Anisa mengangguk canggung. Dia bahkan lupa telah meninggalkan kelasnya begitu saja. Ceramah Abi bisa berjilid-jilid kalau ketahuan.

Karena mereka berada di kawasan pesantren, untuk menghindari omongan yang tidak-tidak, mereka jalan beriringan tanpa benar-benar sejajar. Anisa sengaja dua langkah agak di belakang.

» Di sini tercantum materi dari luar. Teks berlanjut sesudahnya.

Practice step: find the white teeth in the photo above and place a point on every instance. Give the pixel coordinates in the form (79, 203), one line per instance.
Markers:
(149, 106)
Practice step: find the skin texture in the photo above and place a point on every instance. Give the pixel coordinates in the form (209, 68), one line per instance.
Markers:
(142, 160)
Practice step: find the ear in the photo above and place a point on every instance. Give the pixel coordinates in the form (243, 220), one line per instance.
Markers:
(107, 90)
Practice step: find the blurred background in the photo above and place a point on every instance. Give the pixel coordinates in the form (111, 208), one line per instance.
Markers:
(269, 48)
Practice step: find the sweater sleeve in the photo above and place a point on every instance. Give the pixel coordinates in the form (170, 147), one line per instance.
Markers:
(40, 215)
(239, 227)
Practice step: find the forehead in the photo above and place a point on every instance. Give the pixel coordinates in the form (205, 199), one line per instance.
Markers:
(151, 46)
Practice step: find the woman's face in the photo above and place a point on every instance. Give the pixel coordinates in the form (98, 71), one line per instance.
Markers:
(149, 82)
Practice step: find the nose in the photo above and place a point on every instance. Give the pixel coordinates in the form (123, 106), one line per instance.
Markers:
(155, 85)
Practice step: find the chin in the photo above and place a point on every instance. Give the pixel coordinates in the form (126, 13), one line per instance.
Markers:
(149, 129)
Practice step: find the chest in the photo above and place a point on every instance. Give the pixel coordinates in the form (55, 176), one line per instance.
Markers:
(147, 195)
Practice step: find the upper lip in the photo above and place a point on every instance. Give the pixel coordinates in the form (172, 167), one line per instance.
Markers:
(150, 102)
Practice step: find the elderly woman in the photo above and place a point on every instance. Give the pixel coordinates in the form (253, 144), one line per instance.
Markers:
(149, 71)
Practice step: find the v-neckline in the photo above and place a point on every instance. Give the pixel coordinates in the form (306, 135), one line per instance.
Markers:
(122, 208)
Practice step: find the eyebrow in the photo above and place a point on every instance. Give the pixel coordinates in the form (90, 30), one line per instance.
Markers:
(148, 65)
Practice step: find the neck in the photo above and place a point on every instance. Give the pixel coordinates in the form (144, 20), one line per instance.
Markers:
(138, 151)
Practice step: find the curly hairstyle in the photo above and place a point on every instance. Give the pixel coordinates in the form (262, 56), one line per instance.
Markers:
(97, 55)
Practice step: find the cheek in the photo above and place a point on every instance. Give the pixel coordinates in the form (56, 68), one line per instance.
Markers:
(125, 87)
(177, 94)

Sepanjang jalan pulang, Anisa terus memikirkan cara untuk mengingatkan Elang dengan kejadian di telaga 10 tahun yang lalu. Namun, hingga di batas yang sebaiknya mereka tidak jalan beriringan lagi, tidak ada percakapan yang tercipta.

"Kamu masuk duluan. Lebih baik kalau kita tidak terlihat datang bersamaan," ujar Anisa.

"Oke." Elang mengembangkan senyum sebelum berbalik.

"Lang!" cegat Anisa ketika Elang baru beranjak lima langkah.

Elang menoleh. "Ya?"

"Kayaknya kita masih sepantaran, deh, kamu nggak usah terlalu kaku sama aku."

Elang mengangguk, lagi-lagi dengan senyum yang selama ini tercetak jelas di benak Anisa.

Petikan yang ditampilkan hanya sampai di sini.